I’m getting your code to run fine, although I changed one thing:

pool = Pool(processes = 3)
ret  = pool.map(self.f, range(self.K))
print(ret)

to

with Pool(processes = 3) as pool:
    ret  = pool.map(self.f, range(self.K))
print(ret)

Dont forget to close your pools if you dont use a with statement


(Wenlong Lyu) #4

Thanks for your reply, but I still get the same error with this modification…


(Adrian Sahlman) #5

Ah, I can’t replicate the error with your code.

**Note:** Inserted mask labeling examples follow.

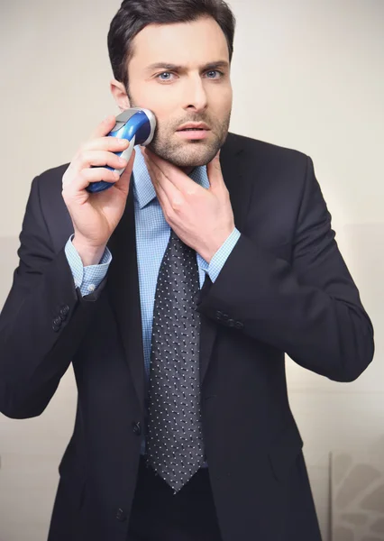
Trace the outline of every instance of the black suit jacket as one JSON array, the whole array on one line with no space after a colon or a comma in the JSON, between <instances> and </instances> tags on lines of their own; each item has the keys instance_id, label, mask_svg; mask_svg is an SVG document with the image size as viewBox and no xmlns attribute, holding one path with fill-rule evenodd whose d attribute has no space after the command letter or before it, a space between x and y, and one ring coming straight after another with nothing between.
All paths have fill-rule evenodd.
<instances>
[{"instance_id":1,"label":"black suit jacket","mask_svg":"<svg viewBox=\"0 0 384 541\"><path fill-rule=\"evenodd\" d=\"M229 134L221 154L242 236L200 291L201 404L224 541L320 539L287 395L284 353L355 380L373 331L306 156ZM64 245L68 166L36 178L20 265L0 320L0 408L43 412L70 362L78 389L50 541L125 541L144 422L144 362L131 189L106 279L75 289Z\"/></svg>"}]
</instances>

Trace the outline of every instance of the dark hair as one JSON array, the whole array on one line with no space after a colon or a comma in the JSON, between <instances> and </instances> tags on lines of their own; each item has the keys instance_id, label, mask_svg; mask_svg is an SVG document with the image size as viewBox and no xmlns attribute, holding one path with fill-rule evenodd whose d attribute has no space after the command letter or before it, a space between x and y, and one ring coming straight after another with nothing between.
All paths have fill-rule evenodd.
<instances>
[{"instance_id":1,"label":"dark hair","mask_svg":"<svg viewBox=\"0 0 384 541\"><path fill-rule=\"evenodd\" d=\"M133 55L133 38L148 24L189 23L212 17L228 42L230 61L233 54L233 14L224 0L123 0L108 32L109 60L114 77L128 87L128 63Z\"/></svg>"}]
</instances>

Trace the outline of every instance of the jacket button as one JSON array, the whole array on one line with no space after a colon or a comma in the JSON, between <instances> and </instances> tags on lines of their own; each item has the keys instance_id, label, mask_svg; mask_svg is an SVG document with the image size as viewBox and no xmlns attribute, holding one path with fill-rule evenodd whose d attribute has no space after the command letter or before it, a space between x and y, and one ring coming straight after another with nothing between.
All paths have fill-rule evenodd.
<instances>
[{"instance_id":1,"label":"jacket button","mask_svg":"<svg viewBox=\"0 0 384 541\"><path fill-rule=\"evenodd\" d=\"M120 522L124 522L127 519L127 514L123 509L117 509L116 518Z\"/></svg>"},{"instance_id":2,"label":"jacket button","mask_svg":"<svg viewBox=\"0 0 384 541\"><path fill-rule=\"evenodd\" d=\"M135 434L136 436L141 436L142 435L142 425L140 424L140 422L138 423L133 423L132 424L132 427L133 430L133 434Z\"/></svg>"},{"instance_id":3,"label":"jacket button","mask_svg":"<svg viewBox=\"0 0 384 541\"><path fill-rule=\"evenodd\" d=\"M61 318L61 320L64 321L65 319L67 319L67 316L69 315L69 306L65 305L64 307L61 307L61 308L60 308L60 318Z\"/></svg>"},{"instance_id":4,"label":"jacket button","mask_svg":"<svg viewBox=\"0 0 384 541\"><path fill-rule=\"evenodd\" d=\"M55 317L53 320L54 326L60 327L61 326L61 317Z\"/></svg>"}]
</instances>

I had the same error when I was running too many processes that I had not closed. If this is not the case you can try increasing the maximum amount by running ulimit -n 2048 if you are on Linux and have root privileges. Change 2048 to something that fits you. To see the current amount, run ulimit -n.